Adam, akşama balık yemek iyi olur. Hem kızı da eşi de balığı çok sever diye aklından geçirdi, balıkçıya yöneldi.
“Kardeş, ver bakalım dedi 1 kilo istavrit.” Diye keyifle seslendi.
Balıkçı, her zamanki gibi uyanıklığını yine yapmak istedi;
“ Beyim 1,5 olmaz mı?” deyince adam gülümsedi, sesini çıkarmadı.

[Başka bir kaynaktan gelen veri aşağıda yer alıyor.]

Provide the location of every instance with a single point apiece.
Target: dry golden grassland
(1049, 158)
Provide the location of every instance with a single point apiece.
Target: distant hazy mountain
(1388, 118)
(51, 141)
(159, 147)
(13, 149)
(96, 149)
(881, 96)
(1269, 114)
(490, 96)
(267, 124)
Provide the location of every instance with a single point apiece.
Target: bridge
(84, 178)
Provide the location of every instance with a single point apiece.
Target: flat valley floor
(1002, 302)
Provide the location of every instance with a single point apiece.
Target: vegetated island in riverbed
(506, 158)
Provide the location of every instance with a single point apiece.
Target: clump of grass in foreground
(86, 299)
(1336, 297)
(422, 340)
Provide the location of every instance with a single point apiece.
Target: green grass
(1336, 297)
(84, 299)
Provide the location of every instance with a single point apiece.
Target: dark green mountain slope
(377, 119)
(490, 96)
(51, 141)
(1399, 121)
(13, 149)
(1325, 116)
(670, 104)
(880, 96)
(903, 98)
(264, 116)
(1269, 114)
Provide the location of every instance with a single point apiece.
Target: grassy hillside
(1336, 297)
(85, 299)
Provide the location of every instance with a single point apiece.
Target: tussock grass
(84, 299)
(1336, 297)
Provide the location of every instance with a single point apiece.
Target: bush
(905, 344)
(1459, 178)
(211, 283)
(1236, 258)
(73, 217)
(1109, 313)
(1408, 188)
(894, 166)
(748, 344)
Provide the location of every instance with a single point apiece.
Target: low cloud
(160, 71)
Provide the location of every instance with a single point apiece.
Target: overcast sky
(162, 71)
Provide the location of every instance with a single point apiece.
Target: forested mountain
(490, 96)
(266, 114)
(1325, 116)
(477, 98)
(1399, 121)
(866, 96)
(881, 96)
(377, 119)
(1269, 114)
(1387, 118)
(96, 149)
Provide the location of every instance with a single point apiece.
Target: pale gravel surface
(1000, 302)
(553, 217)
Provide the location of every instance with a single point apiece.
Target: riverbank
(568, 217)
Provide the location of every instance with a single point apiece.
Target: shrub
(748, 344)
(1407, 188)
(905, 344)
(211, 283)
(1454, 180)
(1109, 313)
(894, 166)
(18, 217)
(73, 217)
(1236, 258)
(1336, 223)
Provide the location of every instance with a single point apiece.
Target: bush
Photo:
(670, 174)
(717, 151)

Balıkçı ; “Canın sağolsun beyim!” dedi, balığı bir buçuk doldurdu. Balıkçı balıkları tartarken tezgâha adamın yanına ürkek adımlarla yaşlı bir teyze yaklaştı. Üzeri başı halini anlatırcasına eski, püsküydü. “Evlat!” dedi “Bana da balık alır mısın? “
Hiç düşünmeden; “Tabi teyzeciğim!” dedi balıkçıya seslendi; “Balıklar 3 kilo oldu, bir bana 2 teyzeye tart bakalım.”

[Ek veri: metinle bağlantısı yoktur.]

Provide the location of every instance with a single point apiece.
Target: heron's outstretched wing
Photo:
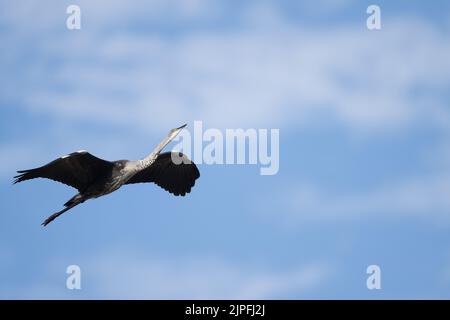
(175, 178)
(78, 169)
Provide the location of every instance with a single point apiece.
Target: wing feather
(78, 169)
(177, 179)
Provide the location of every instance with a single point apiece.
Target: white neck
(148, 160)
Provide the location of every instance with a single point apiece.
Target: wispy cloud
(287, 75)
(138, 276)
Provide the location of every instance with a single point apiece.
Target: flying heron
(94, 177)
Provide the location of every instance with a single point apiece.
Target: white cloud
(426, 198)
(137, 276)
(287, 75)
(202, 278)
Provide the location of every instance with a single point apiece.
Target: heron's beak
(176, 131)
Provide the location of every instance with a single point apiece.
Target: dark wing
(175, 178)
(79, 170)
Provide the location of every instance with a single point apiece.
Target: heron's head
(174, 132)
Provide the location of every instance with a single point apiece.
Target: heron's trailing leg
(69, 205)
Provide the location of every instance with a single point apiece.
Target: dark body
(94, 177)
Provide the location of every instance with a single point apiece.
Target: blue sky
(364, 125)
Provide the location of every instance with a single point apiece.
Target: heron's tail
(68, 205)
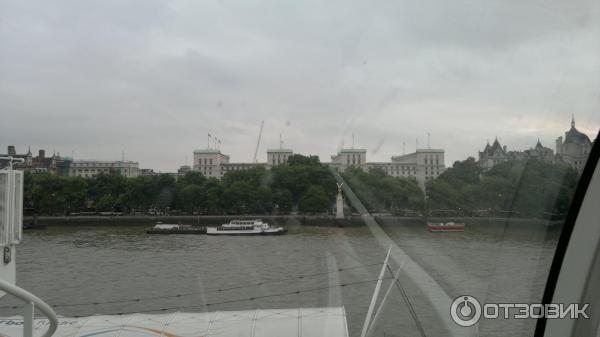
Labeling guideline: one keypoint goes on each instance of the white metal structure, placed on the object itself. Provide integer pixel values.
(245, 227)
(314, 322)
(11, 232)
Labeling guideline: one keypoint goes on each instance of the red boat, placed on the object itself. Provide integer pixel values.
(446, 227)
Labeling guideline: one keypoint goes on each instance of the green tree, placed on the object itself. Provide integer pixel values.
(315, 200)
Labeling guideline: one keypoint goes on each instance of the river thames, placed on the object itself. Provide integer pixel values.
(90, 270)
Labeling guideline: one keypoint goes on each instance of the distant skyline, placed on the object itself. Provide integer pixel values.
(153, 78)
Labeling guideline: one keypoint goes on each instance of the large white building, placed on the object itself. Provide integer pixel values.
(575, 148)
(90, 168)
(278, 156)
(422, 165)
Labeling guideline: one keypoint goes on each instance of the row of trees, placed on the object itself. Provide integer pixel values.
(530, 188)
(303, 184)
(526, 188)
(381, 192)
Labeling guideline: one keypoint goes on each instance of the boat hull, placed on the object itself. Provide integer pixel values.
(246, 233)
(445, 227)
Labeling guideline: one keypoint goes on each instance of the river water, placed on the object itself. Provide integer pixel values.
(80, 269)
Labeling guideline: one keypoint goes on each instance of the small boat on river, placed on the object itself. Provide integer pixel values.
(446, 227)
(161, 228)
(245, 227)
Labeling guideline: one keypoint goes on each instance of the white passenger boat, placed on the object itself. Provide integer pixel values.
(245, 227)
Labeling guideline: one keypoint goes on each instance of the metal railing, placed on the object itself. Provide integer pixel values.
(31, 303)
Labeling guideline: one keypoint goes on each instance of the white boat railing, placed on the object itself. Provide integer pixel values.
(11, 233)
(31, 303)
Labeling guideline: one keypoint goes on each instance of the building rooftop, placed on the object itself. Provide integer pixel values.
(208, 151)
(325, 322)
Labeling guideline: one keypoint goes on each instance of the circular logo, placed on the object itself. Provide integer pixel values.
(465, 310)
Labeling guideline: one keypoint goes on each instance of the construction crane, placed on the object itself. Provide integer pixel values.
(262, 123)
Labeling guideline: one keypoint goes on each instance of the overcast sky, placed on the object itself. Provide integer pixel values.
(153, 78)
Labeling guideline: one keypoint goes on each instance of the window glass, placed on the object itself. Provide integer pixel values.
(454, 133)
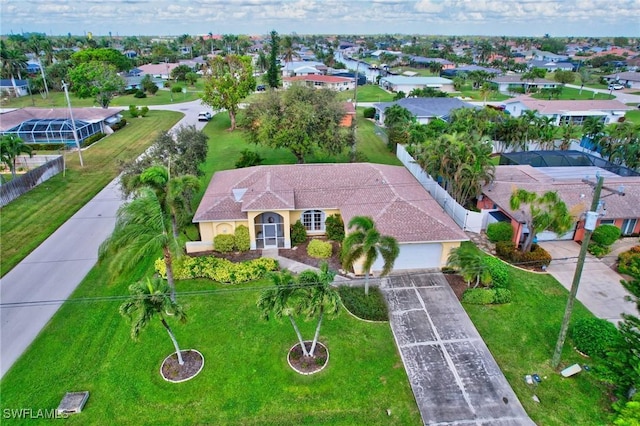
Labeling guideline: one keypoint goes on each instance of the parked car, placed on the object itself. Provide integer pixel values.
(204, 116)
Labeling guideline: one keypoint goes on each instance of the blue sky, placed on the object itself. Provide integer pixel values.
(595, 18)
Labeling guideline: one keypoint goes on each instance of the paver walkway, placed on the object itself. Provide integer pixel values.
(454, 377)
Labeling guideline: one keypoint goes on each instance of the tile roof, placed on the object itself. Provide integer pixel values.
(555, 107)
(396, 201)
(575, 193)
(11, 119)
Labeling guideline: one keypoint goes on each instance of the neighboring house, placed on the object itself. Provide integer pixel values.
(422, 62)
(294, 68)
(338, 84)
(563, 112)
(510, 83)
(469, 68)
(424, 109)
(621, 211)
(270, 199)
(541, 55)
(162, 70)
(404, 84)
(629, 79)
(551, 66)
(53, 125)
(9, 89)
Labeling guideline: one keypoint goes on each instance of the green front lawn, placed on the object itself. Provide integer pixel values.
(522, 335)
(30, 219)
(245, 380)
(368, 93)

Balıkçı balıkları poşetlere koyarken adam teyzeye döndü;” Teyze, balık tamam da bunun yanında ekmek de lazım. Ekmeğin var mı? diye sordu.

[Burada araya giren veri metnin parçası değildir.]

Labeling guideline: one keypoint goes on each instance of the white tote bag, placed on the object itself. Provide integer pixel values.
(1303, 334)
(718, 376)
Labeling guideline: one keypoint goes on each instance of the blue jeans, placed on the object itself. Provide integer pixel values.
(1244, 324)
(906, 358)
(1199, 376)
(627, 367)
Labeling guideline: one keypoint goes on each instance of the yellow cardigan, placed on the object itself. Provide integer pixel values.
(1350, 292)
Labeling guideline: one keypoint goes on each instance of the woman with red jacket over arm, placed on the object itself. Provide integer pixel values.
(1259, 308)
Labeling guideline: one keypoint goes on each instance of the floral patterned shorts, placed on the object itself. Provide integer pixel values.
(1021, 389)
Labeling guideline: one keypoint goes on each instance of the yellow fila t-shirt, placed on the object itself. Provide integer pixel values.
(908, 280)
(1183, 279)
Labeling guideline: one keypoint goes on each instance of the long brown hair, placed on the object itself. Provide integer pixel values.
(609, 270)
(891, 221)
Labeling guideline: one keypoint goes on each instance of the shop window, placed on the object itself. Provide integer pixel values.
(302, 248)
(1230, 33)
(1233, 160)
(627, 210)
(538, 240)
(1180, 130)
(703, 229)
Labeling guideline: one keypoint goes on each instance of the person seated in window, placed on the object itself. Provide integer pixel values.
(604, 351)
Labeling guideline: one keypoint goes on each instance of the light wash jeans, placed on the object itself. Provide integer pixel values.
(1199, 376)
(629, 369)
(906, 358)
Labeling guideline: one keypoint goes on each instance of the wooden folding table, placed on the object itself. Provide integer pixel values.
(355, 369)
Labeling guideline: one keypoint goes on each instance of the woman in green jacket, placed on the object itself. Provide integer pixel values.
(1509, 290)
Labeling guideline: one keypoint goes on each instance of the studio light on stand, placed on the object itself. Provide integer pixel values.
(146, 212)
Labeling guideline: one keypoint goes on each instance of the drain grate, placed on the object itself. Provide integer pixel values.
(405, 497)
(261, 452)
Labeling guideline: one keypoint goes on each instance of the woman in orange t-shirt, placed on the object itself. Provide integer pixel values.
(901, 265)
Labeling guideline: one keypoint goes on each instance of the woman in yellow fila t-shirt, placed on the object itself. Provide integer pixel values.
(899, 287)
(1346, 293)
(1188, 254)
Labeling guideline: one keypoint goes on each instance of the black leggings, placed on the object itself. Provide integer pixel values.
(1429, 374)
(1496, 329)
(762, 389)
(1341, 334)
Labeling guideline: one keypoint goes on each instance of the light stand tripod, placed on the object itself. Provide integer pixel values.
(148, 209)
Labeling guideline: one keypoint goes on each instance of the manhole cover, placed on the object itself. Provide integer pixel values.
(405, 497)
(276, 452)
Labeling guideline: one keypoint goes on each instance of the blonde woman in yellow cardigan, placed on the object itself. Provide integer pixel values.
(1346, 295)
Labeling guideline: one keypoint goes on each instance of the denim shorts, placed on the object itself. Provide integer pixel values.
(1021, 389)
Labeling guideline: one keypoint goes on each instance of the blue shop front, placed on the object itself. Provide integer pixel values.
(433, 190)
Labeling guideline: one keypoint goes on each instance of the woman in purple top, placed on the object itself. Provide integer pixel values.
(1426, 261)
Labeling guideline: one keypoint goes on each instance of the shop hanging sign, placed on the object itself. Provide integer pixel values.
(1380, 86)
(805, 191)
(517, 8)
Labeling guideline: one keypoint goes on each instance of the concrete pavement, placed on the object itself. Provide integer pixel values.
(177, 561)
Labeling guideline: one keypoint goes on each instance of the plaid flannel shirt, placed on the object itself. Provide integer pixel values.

Yaşlı kadın sessiz kaldı önce, bir an takıldı ağzından sözler çıkmadı sanki. Zorla kısık bir sesle; “Yok evladım!”dedi..
Adam Koştu bir çırpıda o yoğun trafiğin içinden sıyrıldı, markete girdi, 4 tane ekmek alıp geldi. Ekmekleri de balıkları almış olan yaşlı teyzeye verdi.
Sonra; “Teyzeciğim başka bir ihtiyacın var mı?” diye sordu.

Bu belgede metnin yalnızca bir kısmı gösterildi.